Comment Re:Where's the fine print? (Score 1) 128

Sigh. Here I go feeding the trolls.

I'm not sure what point you're trying to make here, since MY main point in the rest of this topic was that modern GPUs are mostly limited by memory bandwidth, which makes the development in TFA pretty pointless. You're right! 32GB/s isn't enough to make the most of the computing resources available on a modern GPU! That was my point; How exactly would the GPU accessing main memory directly help? The fastest system RAM currently available in consumer markets in the fastest possible configuration can barely reach 30GB/s. In order for GPUs to confer a computional advantage they need to be doing heavy lifting on GDDR RAM which could deliver over 160GB/s on cards that are over 4 years old.

Comment Re:Why compromise? (Score 0) 128

Wrong! The GPU is only 100x faster at doing certain problems because of the fast GDDR memory it is attached to which is optimized for very large sequential reads and writes. There are a tiny number of applications that require huge numbers of FLOPs on very small amounts of data (BitCoin mining and password hashing attacks come to mind, but that's about it.)

Comment Re:Where's the fine print? (Score 1) 128

The trouble is that GPUs suck. They have teeny amounts of local memory and a slow interconnect to main memory. They also suck at certain things and batting data between the fast (for some things) GPU and fast (for other things) CPU is a real drag becuase of the latency. This limits the applicability of GPUs.

The "slow interconnect" you're talking about to main memory, PCI Express v3.0 has an effective bandwidth of 32GB/s which actually exceeds the best main memory bandwidth you'd get out of an Ivy Bridge CPU with very fast memory, so no, that's not a bottleneck for bandwidth, though yes, there is some latency there.

I don't know why everyone seems to forget that GPUs aren't just fast because they have a lot of ALUs (TFA included), they are fast because of the highly specialized GDDR memory they are attached to. One would be completely useless without the other. Even the lowly GTX 285 from 4 years ago was pushing 160GB/s for memory bandwidth.

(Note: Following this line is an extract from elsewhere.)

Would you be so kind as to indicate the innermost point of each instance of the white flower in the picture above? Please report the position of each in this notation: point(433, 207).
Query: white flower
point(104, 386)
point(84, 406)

Comment Why compromise? (Score 1) 128

One question they never seem to answer is why bother unifying the memory architecture at all? CPU and GPU memory architectures have always been different for the same reasons that CPUs and GPUs themselves are different; one is designed for fast execution of serial instructions with corresponding random smaller reads and writes to memory, and the other is designed for fast execution of parallel instructions with corresponding contiguous reads and writes that are much larger in size. It seems like you're just going to to ending compromising if you try to shoehorn one onto the other.